LD-LPM : Réduisons la grille d’analyse à l’échelle de la France. Comment voyez-vous la seconde partie de la campagne commerciale nationale de blé tendre 2023-2024 ? 

N. F. - Cela risque d’être compliqué, et le bilan local pourrait s’alourdir si la Chine ne revient pas sur le marché. Par exemple, les Chinois ont reporté en novembre des achats de blé tendre sur février et mars, qui à l’origine étaient livrables en décembre. Les Marocains se sont procuré quelques volumes le 28 novembre, permettant de compenser quelque peu, mais c’est insuffisant. La Russie est désormais bien implantée en Algérie. La lourdeur du bilan hexagonal peut se constater au travers de la structure des prix affichés sur Euronext : le « spread », ou écart de prix entre deux échéances, s’avère considérable aujourd’hui. Plus l’échéance est éloignée, plus le prix est élevé. Cela signifie qu’il n’y a pas de demande sur le rapproché, et que le marché est structurellement baissier. 
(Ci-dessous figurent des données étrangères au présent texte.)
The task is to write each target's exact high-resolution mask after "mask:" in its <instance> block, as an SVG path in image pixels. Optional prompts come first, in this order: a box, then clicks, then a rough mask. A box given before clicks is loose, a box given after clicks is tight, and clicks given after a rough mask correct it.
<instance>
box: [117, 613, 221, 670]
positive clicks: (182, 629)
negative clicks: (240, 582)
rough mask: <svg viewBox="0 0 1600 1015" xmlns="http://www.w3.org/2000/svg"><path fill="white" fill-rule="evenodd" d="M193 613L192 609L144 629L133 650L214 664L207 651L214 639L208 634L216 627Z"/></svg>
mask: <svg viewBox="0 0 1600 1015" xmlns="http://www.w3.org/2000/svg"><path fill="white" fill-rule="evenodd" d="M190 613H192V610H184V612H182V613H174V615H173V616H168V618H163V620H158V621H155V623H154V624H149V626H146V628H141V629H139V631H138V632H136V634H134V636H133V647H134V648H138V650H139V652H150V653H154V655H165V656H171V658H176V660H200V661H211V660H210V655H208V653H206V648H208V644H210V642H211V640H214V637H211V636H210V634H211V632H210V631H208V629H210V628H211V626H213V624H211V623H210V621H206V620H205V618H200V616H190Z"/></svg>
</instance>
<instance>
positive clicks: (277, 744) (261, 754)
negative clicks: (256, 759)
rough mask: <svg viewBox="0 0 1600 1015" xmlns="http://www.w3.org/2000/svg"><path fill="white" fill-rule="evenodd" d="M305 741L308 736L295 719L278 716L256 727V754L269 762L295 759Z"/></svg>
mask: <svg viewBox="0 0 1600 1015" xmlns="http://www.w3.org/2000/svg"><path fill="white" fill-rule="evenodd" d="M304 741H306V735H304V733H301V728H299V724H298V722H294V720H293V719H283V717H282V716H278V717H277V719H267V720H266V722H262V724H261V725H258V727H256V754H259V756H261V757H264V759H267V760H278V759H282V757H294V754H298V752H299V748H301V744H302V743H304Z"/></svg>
LD-LPM : Avec la guerre en Ukraine, on constate la modernisation des ports de pays d’Europe de l’Est, comme en Roumanie, en Bulgarie, en Pologne… Ces pays deviendront-ils des concurrents encore plus sérieux pour l’Hexagone ? 

N. F. - Clairement. Des ports qui se développent gagnent en compétitivité. Les Bulgares, les Polonais, les Roumains… risquent de « challenger » encore plus la France pendant la guerre et après, puisque les investissements consentis dans les infrastructures portuaires pour exporter les marchandises ukrainiennes vont se maintenir, et potentiellement stimuler les productions locales. Et les Ukrainiens ont des capacités d’adaptation et de développement insoupçonnées. Si la guerre venait à se terminer, je pense que l’Ukraine exporterait de nouveau massivement via ses ports, et arrêter celles via ses voies intérieures (Danube, routes, etc.).